Tecnologia · 2 min read · Mar 06, 2026

Diretor do FBI admite que precedente da Apple seria usado para desbloquear mais iPhones

Quando pressionado durante o testemunho perante o Congresso, o Diretor do FBI, James Comey, foi forçado a admitir que sua agência usaria o precedente de uma vitória no caso do iPhone de San Bernardino para obrigar a Apple a desbloquear mais telefones (via Apple Insider). Após semanas tentando tranquilizar o público de que o pedido do governo para que a Apple invadisse o iPhone de um terrorista resultaria em um acesso único usado apenas nesta instância particular, Comey disse aos membros do Comitê Judiciário da Câmara: “Se a Lei de Todos os Mandados estiver disponível para nós, e o alívio sob a Lei de Todos os Mandados se encaixar nos poderes do estatuto, é claro” que sua agência aplicaria o precedente a outros casos envolvendo iPhones. A admissão destacou a ênfase da Apple na natureza abrangente do caso, dado que fontes disseram que o Departamento de Justiça já tem pelo menos uma dúzia de iPhones que deseja desbloquear. Em uma decisão proferida na segunda-feira, um juiz federal deu razão à Apple em um caso semelhante, argumentando que o governo não tem a autoridade legal para usar a Lei de Todos os Mandados para obter acesso a iPhones criptografados. Comey também testemunhou sobre a tentativa mal-sucedida do FBI de obter acesso ao iPhone mudando a senha, que inadvertidamente teve o efeito oposto de trancar os investigadores e eliminar outros meios de obter acesso, relata o The New York Times.

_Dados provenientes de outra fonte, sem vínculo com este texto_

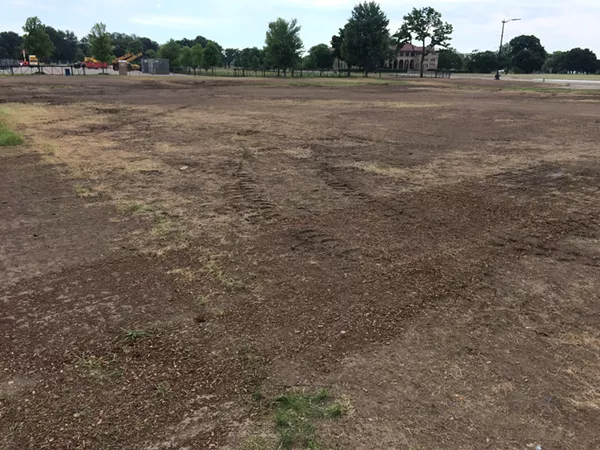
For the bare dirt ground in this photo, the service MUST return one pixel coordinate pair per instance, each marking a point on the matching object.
(176, 253)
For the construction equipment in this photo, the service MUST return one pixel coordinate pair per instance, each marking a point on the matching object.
(128, 58)
(93, 63)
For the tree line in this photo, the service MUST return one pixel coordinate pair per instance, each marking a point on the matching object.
(364, 42)
(523, 54)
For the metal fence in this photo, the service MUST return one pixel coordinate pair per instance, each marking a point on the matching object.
(303, 73)
(42, 70)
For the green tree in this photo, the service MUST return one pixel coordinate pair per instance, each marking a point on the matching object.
(231, 55)
(527, 53)
(79, 55)
(36, 40)
(201, 40)
(84, 45)
(450, 59)
(186, 59)
(366, 39)
(309, 63)
(322, 56)
(425, 26)
(65, 44)
(283, 44)
(100, 43)
(481, 62)
(581, 60)
(170, 50)
(555, 63)
(211, 55)
(251, 58)
(11, 42)
(135, 47)
(197, 55)
(148, 44)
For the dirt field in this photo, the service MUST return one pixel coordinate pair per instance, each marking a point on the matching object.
(177, 254)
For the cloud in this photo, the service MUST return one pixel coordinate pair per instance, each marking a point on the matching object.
(171, 21)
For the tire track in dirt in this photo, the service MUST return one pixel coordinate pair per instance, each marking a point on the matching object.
(247, 199)
(336, 178)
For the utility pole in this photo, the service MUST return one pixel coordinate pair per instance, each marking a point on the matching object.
(504, 22)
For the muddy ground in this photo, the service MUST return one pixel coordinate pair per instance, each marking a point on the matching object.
(175, 253)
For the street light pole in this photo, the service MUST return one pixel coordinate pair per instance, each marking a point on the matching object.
(504, 22)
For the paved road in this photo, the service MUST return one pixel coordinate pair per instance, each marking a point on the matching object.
(566, 83)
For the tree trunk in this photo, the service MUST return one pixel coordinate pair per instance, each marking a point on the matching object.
(422, 59)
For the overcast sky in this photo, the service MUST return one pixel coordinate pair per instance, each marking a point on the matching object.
(559, 24)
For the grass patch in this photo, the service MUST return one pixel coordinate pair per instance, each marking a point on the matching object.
(134, 335)
(8, 137)
(162, 389)
(98, 367)
(296, 414)
(135, 207)
(214, 270)
(84, 192)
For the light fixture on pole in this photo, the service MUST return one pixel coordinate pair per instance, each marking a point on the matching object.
(504, 22)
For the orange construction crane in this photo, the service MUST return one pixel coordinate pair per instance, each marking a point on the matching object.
(127, 57)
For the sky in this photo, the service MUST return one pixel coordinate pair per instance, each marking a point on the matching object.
(560, 24)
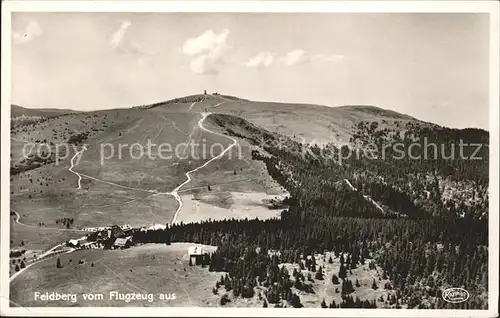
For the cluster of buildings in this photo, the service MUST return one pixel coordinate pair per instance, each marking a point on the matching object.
(124, 227)
(112, 237)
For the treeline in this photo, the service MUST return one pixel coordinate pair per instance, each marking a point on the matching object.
(409, 251)
(421, 255)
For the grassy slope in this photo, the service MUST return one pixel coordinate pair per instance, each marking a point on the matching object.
(17, 111)
(49, 192)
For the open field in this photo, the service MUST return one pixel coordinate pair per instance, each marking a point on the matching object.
(152, 268)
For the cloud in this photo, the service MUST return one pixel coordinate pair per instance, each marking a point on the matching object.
(292, 58)
(262, 59)
(296, 57)
(207, 51)
(31, 31)
(117, 37)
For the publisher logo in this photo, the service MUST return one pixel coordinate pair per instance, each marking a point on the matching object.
(455, 295)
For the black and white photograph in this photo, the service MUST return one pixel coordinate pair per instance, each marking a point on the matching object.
(230, 158)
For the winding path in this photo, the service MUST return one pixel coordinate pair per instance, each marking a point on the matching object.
(73, 164)
(18, 217)
(175, 192)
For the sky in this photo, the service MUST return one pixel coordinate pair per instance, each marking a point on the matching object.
(433, 66)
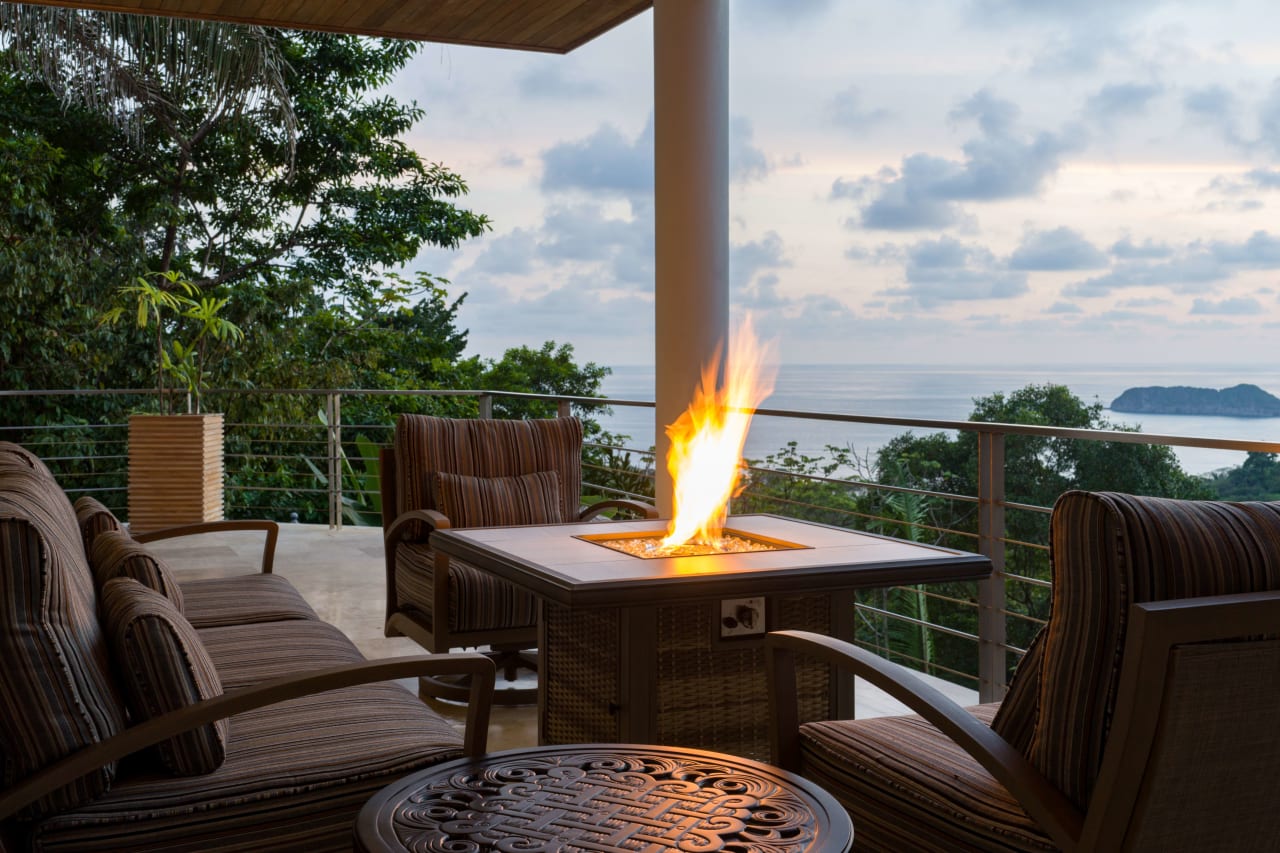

Mas o diretor argumentou que nenhum dos detalhes circundantes enfraquece o pedido do governo para que a Apple ajude na investigação, rejeitando a afirmação de que o governo estava pedindo à Apple para criar uma “porta dos fundos” para descriptografar suas próprias medidas de segurança. “Já existe uma porta naquele iPhone,” disse Comey. “Essencialmente, estamos dizendo à Apple, ‘Tire o cão de guarda feroz e nos deixe escolher a fechadura.’” Em seu próprio testemunho ontem, o advogado geral da Apple, Bruce Sewell, reiterou a posição da Apple de que ajudar a desbloquear o telefone “estabeleceria um precedente perigoso para a intrusão do governo na privacidade e segurança de seus cidadãos.”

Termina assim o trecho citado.